Git is ubiquitous; in the last two decades, the version-control system has truly achieved world domination. Almost every developer uses it and the vast majority of open-source projects are hosted in Git repositories. That does not mean, however, that it is perfect. Patrick Steinhardt used his main-track session at FOSDEM 2026 to discuss some of its shortcomings and how they are being addressed to prepare Git for the next decade.

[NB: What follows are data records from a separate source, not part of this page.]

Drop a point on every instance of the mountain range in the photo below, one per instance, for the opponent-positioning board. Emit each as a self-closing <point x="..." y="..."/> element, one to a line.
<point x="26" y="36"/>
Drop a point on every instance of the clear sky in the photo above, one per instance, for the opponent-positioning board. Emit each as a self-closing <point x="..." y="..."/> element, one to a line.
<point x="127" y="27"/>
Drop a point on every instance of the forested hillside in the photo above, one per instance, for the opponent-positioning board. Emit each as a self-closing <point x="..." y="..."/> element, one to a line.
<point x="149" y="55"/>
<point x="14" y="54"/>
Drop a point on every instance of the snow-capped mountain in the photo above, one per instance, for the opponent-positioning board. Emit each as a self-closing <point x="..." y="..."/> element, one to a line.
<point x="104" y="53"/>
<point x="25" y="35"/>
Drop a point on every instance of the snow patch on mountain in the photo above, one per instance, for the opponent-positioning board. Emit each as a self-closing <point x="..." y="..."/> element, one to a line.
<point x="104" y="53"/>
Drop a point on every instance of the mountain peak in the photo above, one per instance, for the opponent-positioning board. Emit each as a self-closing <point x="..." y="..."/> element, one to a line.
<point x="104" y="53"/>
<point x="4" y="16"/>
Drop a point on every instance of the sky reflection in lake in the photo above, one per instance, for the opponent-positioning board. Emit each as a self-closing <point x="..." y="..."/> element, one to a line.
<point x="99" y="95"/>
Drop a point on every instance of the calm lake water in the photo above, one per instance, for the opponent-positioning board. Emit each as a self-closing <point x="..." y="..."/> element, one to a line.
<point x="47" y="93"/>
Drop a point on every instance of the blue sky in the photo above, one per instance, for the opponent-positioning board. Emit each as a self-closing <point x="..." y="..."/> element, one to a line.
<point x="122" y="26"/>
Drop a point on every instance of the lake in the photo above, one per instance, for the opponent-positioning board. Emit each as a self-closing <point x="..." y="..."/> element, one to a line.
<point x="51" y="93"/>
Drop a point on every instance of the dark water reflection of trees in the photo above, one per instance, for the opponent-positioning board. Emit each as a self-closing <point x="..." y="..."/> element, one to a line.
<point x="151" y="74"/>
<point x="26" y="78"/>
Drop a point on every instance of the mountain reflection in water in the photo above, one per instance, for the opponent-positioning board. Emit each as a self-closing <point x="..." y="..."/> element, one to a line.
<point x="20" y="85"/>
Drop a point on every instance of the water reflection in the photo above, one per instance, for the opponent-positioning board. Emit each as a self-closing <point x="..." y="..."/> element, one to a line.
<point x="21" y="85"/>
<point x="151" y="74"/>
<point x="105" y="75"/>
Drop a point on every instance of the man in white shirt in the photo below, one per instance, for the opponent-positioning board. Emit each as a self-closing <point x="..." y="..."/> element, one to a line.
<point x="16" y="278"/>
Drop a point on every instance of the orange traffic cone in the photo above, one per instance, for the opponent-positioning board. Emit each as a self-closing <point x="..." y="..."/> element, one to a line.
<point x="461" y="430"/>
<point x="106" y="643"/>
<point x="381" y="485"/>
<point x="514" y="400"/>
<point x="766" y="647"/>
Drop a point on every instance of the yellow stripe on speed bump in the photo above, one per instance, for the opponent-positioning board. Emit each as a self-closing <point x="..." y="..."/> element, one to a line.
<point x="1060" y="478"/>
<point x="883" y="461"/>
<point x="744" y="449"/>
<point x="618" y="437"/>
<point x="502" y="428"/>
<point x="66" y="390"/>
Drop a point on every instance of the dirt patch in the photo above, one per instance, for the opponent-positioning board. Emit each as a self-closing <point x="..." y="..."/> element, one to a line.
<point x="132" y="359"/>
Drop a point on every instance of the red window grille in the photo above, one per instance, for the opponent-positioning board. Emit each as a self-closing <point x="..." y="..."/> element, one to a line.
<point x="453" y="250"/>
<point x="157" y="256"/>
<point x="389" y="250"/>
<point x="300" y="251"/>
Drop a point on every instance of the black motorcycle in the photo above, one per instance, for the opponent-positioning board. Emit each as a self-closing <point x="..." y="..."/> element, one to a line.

Steinhardt said that he began to be interested in open-source software around 2002, when he was 11 years old. He bought his first book on programming when he was 12, and made his first contribution to an open-source project in 2011. He became a Git and libgit2 contributor in 2015, has been a backend engineer at GitLab since 2020, and became the manager of the Git team there in 2024.

Git must evolve

Git turned 20 last year; there are millions of Git repositories and even more scripts depending on Git. "The success of Git is indeed quite staggering." However, the world has changed quite a bit since Git was first released in 2005; it was designed for a different era. When Git was released, SHA-1 was considered to be a secure hash function; that has changed, he said, with the SHAttered attack that was announced in 2017 by Centrum Wiskunde & Informatica (CWI) and Google. In 2005, the Linux kernel repository was considered big; now it is dwarfed by Chromium and other massive monorepos. Continuous-integration (CI) pipelines were the exception, he said, in 2005—but now projects have pipelines with lots of jobs that are kicked off every time there's a new commit.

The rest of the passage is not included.